HDR Imaging and Tonemapping
The Problem§
The real world is in high dynamic range. A camera sensor is unable to capture in HDR; as bright spots may oversaturate a photosensor and force it to white – losing information in that area. We can modify our exposure time to adjust the amount of light that enters the sensor – but there is no one exposure time that will give us a good picture, so we must take many.
Many-to-one§
Camera Pipeline:
- 3D Radiance ($L = \frac{W}{srm^2}$)
- Lens
- 2D Sensor (Irradiance, $E = \frac{W}{m^2}$)
- Shutter (Exposure time, $\Delta t$)
- Sensor Exposure $H = E\Delta t$
- ADC (Analogue to Digital Converter)
- Raw Image
- Remapping
- Pixel Values ($Z$)
Our goal is to go from $Z$ to $E$, however, to fully go to $E$ we must reverse the ADC – we have no interest or intention of doing so. We can note that $E$ is invariant to exposure time, so if we know $\Delta t$ we can find $E$ – typically $\Delta t$ is given as metadata on an image.

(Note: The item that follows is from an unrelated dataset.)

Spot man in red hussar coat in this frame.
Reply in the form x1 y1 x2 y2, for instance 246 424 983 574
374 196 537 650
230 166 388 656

We need multiple images to recover the $Z$ vs $H$ curve – typically with varying $\Delta t$.
Camera Response Curve§
Then, our goal is to find $E_i$ or the exposure sensitivity for the $i$th pixel.
Objective: Solve for $E_i$ in $Z_{i,j} = f(E_i\Delta t_j)$, where $Z_{i,j}$ represents the value of pixel $i$ on image $j$, and $\Delta t_j$ is the exposure time on the $j$th image.
Using algebra, we get $$ \begin{align*} f^{-1}(Z_{i,j}) &= E_i\Delta t_j\\ \log f^{-1}(Z_{i, j}) &= \log E_i + \log \Delta t_j\\ g(Z) &= \log \circ f^{-1} (z)\\ g(Z_{i, j}) &= \log E_i + \log \Delta t_j. \end{align*} $$
In the above expression, the values $Z_{i,j}$ and $\Delta t_j$ are known, and $g(Z)$ and $E_i$ are unknown.
Through optimization, we may solve for the unknown values by via the following $$ [g, E_i] = \argmin_{g,\ E_i} \sum_{i=1}^N\sum_{j=1}^P \left[g(z_{i,j}) - \log E_i - \log \Delta t_j\right]^{2}, $$ where $N$ is the number of pixels, $P$ the number of images.
Number of Samples
For an 8-bit color depth image, $Z_{i, j} \in [0, 255] \to 256$ values, then there are 256 unknowns for the function $g(Z)$, i.e. $g(0), g(1), \dots, g(255).$ We also have $N$ unknowns for $E_i$.
- There are $N + 256$ unknowns
- There are $NP$ total equations
Then, $NP > N + 256 \implies NP - N > 256 \implies N(P - 1) > 256 \implies N > \frac{256}{P-1}$. Usually $N = 5\left(\frac{256}{P-1}\right)$ is sufficient, e.g. if $P = 11$ then $N = 128$ random pixel samples is sufficient to recover $E$.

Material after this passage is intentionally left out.